Indian Railway Passenger Feedback Analysis from Bilingual Texts Using Machine Learning
摘要
The Indian Railway system is the fourth largest rail network in the world by size, carrying approximately 24 million passengers daily. In such a huge, dynamic, real-time system, knowing the inconveniences of individuals and optimally taking actions is beyond the scope of the human-operable system. For this, an automated intelligent system capable of recognizing human sentiment from natural language is required. This challenge is heightened because India is a multilingual country. Though some previous studies tried to address this problem by considering Hindi and English, to the best of our knowledge, none have considered Bengali. Bengali is the second most popular language in India, with around 90 million native speakers, and neglecting the mood of the Bengali people will make any system incomplete.
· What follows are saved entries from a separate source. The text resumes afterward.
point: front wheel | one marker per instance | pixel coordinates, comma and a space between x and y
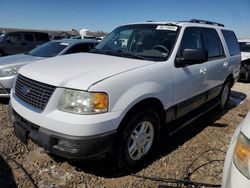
225, 94
1, 53
139, 140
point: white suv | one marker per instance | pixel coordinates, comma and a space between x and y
118, 98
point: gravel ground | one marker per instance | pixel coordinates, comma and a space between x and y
212, 131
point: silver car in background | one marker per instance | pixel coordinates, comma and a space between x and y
9, 65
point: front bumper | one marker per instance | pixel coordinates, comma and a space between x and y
6, 84
86, 147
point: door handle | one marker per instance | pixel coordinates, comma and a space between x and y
225, 64
203, 70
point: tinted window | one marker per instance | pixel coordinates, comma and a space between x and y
49, 49
28, 37
14, 38
191, 39
245, 46
42, 36
79, 48
232, 43
213, 43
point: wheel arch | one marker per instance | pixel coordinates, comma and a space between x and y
147, 103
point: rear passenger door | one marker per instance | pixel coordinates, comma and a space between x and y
217, 64
85, 47
189, 81
12, 43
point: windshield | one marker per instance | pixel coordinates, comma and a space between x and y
1, 37
146, 41
245, 46
49, 49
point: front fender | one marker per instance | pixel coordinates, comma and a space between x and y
140, 92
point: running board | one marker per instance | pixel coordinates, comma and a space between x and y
192, 116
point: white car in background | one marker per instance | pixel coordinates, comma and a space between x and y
9, 65
245, 59
236, 172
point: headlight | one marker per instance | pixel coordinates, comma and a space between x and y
9, 71
242, 155
82, 102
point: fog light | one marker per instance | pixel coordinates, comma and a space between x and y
67, 146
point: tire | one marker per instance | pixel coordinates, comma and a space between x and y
248, 75
224, 95
138, 140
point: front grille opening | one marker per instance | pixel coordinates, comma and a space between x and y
34, 93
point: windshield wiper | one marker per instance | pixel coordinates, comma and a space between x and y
125, 53
117, 53
97, 51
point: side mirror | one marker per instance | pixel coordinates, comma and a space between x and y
191, 57
8, 40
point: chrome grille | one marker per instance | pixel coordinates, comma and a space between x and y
32, 92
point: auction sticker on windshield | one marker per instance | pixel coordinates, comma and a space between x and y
167, 27
64, 44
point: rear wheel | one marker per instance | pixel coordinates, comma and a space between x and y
225, 94
139, 140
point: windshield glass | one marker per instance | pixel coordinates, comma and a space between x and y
1, 37
147, 41
49, 49
245, 46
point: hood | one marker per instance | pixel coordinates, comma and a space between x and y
18, 58
246, 125
79, 71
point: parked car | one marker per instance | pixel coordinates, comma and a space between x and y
236, 172
9, 65
21, 41
118, 98
245, 59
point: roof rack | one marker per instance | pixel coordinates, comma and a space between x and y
206, 22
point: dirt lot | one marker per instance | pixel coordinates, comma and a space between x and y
212, 131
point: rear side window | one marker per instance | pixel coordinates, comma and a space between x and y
232, 43
42, 36
28, 37
79, 48
14, 38
244, 46
212, 43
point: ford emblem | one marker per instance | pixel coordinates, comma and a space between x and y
25, 90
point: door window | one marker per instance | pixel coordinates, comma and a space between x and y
232, 43
28, 37
212, 43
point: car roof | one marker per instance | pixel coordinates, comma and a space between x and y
244, 40
195, 23
76, 41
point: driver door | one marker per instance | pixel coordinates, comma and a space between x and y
189, 80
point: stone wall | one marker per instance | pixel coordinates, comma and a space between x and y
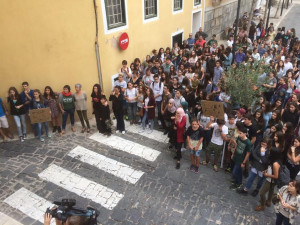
218, 19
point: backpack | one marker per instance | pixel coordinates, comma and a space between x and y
283, 176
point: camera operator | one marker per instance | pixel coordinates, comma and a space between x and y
66, 214
73, 220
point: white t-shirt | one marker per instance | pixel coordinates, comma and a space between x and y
229, 43
131, 93
122, 84
288, 66
203, 119
157, 90
216, 137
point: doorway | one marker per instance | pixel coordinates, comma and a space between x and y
196, 23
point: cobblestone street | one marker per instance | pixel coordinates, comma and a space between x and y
131, 180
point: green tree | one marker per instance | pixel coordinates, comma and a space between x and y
242, 83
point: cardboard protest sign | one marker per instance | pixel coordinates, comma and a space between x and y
40, 115
211, 108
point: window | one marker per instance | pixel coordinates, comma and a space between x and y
115, 13
177, 5
197, 2
150, 7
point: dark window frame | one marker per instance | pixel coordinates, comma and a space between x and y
124, 19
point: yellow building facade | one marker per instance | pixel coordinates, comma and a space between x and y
53, 42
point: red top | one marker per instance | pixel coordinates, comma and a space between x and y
200, 42
180, 129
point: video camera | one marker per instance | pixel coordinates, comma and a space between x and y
65, 210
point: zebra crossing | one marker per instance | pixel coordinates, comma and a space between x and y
34, 206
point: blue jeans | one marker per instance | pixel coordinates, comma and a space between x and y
65, 117
131, 109
20, 121
237, 174
251, 178
144, 121
40, 127
280, 218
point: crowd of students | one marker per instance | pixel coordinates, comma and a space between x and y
261, 141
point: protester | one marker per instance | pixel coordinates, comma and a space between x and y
81, 108
117, 105
51, 100
38, 102
67, 107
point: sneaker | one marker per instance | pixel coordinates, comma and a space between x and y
259, 208
192, 168
204, 163
255, 193
234, 187
242, 191
196, 169
228, 170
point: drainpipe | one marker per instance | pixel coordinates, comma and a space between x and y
97, 46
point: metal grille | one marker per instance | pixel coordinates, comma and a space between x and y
197, 2
177, 5
115, 13
150, 8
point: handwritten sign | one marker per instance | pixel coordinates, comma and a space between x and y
211, 108
40, 115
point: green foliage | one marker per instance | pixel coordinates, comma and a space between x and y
242, 83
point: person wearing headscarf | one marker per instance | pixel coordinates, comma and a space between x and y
180, 123
185, 107
170, 113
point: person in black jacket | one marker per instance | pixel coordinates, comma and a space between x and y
259, 162
117, 99
18, 111
290, 114
105, 116
211, 64
96, 96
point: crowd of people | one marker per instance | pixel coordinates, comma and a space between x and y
259, 141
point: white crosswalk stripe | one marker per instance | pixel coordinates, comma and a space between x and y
127, 146
81, 186
7, 220
30, 204
106, 164
155, 135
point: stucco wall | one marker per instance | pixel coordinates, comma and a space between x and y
220, 17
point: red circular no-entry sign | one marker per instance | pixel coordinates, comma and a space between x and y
124, 41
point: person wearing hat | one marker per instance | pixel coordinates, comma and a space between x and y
240, 115
166, 65
212, 41
190, 41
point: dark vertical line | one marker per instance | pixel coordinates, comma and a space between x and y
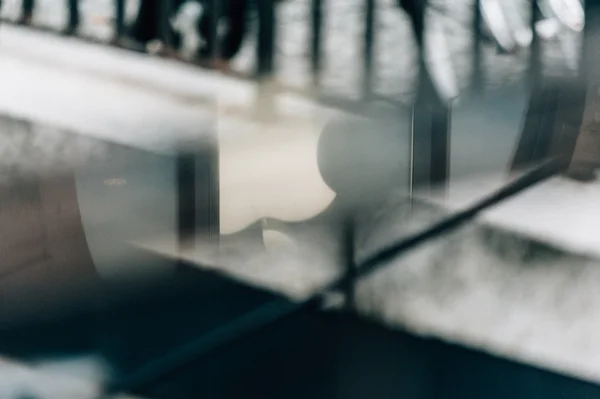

To address this gap, a bilingual, automated, natural-language-based mood-detection model was proposed that incorporated Bengali (written in Bengali font), English (written in Latin font), and Bengali (written in Latin font). We created a custom dataset for this purpose by collecting feedback from multiple social platforms. Sentiment detection was achieved through the assignment of weighted values to multilingual words and emojis, and then the model was trained. Internally, various classification algorithms were used to evaluate the effectiveness of the proposed system. Specifically, Logistic Regression, Support Vector Machine, K-Nearest Neighbor, and Decision Tree classifiers were employed for evaluation. Upon applying these algorithms, performance metrics such as accuracy, precision, recall, F1-score, and cross-validation score were calculated to measure their effectiveness comprehensively. The proposed model achieved a 93% success rate, surpassing the existing models. This research fills a critical gap in multilingual sentiment analysis and lays the foundation in real-time mood detection across large datasets, public feedback systems like Indian Railways.